SoundHound offers an independent voice AI platform that enables businesses across industries to deliver conversational experiences to their customers. Built on proprietary Speech-to-Meaning® and Deep Meaning Understanding® technologies, SoundHound’s advanced voice AI platform provides exceptional speed and accuracy and enables humans to interact with products and services like they interact with each other—by speaking naturally.


What differentiates SoundHound from competitors in the restaurant space?

  • While many voice AI companies optimize for text, our advanced system uses patented voice AI to optimize for the speech itself.

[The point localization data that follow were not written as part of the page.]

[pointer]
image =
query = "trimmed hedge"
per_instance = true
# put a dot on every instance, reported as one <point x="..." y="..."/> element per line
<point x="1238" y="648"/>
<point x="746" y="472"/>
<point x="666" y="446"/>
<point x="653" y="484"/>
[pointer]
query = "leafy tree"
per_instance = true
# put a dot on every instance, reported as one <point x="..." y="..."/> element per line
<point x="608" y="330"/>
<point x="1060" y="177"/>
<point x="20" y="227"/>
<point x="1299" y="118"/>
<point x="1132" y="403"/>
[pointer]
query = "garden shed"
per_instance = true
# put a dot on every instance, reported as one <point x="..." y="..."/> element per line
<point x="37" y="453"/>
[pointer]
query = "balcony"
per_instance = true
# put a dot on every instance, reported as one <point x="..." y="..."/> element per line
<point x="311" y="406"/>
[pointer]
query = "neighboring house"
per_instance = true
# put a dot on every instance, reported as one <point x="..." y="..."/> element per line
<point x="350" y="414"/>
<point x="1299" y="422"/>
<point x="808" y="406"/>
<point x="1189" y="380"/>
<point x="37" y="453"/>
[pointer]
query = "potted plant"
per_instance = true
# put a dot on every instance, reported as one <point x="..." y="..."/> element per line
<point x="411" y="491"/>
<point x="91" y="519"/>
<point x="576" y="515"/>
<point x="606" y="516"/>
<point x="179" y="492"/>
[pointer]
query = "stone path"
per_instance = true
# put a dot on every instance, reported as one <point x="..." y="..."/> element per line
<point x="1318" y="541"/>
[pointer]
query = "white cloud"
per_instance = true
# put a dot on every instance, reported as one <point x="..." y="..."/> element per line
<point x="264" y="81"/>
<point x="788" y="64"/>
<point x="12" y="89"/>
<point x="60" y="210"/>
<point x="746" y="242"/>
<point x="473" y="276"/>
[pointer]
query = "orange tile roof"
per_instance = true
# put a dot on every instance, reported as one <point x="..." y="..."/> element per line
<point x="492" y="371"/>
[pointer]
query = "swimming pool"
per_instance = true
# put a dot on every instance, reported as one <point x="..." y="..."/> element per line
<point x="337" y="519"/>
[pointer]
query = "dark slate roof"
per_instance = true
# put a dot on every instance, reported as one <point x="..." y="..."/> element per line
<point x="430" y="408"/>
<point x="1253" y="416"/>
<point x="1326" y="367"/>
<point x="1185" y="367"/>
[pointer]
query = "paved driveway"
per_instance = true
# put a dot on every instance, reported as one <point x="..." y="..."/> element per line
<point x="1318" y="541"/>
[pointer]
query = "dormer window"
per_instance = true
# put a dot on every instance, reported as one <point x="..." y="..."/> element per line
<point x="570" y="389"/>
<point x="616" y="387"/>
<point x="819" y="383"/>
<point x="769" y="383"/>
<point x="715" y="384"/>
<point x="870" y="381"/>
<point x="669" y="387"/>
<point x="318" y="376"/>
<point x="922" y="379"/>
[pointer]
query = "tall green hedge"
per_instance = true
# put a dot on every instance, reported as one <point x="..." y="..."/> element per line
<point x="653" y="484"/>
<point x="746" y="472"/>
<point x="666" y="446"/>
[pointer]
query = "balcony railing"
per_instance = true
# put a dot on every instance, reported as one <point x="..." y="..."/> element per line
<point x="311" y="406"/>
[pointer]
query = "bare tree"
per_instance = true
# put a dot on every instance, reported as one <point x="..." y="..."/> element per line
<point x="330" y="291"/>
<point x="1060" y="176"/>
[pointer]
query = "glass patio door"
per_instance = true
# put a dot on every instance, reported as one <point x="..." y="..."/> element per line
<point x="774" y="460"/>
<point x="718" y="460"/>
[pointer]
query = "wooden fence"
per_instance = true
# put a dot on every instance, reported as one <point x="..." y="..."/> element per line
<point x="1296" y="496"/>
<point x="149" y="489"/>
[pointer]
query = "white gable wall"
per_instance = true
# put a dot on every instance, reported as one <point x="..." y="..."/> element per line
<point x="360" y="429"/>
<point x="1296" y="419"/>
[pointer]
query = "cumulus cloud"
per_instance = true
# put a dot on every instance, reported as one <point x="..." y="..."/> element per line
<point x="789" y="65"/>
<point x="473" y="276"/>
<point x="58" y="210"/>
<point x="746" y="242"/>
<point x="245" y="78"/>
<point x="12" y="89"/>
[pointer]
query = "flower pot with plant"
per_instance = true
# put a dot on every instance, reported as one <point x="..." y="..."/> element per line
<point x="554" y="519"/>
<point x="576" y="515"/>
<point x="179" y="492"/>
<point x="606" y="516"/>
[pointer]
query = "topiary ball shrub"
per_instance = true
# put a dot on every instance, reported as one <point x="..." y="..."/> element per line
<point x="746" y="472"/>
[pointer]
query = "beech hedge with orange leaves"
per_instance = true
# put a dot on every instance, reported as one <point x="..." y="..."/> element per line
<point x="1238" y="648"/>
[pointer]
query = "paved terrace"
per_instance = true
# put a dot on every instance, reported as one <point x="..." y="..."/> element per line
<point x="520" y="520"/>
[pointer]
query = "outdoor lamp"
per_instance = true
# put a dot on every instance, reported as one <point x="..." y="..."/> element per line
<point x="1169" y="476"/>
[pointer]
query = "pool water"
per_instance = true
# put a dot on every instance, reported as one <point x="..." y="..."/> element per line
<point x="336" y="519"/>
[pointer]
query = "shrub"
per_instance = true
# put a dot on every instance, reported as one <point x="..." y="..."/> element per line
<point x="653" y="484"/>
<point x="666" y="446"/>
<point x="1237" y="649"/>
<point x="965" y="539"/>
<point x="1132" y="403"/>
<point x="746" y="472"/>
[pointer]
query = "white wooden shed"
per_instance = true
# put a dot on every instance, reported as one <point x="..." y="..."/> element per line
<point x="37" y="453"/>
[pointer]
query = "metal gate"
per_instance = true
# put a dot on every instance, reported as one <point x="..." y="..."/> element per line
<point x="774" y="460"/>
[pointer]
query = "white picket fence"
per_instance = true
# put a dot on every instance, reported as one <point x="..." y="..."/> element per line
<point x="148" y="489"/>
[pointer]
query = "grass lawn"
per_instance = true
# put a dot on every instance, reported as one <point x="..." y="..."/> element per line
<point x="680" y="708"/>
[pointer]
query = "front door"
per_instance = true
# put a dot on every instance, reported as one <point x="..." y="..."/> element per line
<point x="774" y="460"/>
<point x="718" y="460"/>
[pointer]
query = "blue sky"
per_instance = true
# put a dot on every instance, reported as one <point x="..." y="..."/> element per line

This allows our technology to work swiftly and accurately, deriving meaning from the speaker as they’re talking.
  • Because our AI can understand natural human speech, a customer doesn’t have to modify their language to interact with software, they can just speak as they would to another person.
  • Our voice technology can be deployed by any restaurant to take food and drink orders over the phone, via menu kiosks or at the drive-thru. Its sophisticated technology learns the menu of each business and can answer questions, accept modifications and even upsell, helping the restaurant process more orders quickly and efficiently.
  • Last year, we also announced Dynamic Interaction, a game changing new interface. Where existing voice technology requires wake words and relies on turn-taking with awkward pauses to process requests, Dynamic Interaction uses the twin technologies of fragment parsing – which breaks speech down to partial-utterances and processes them in real-time – and full-duplex audio-visual integration to create an instantaneous, next-generation experience.

Can you expand on how this technology is more sophisticated than others on the market?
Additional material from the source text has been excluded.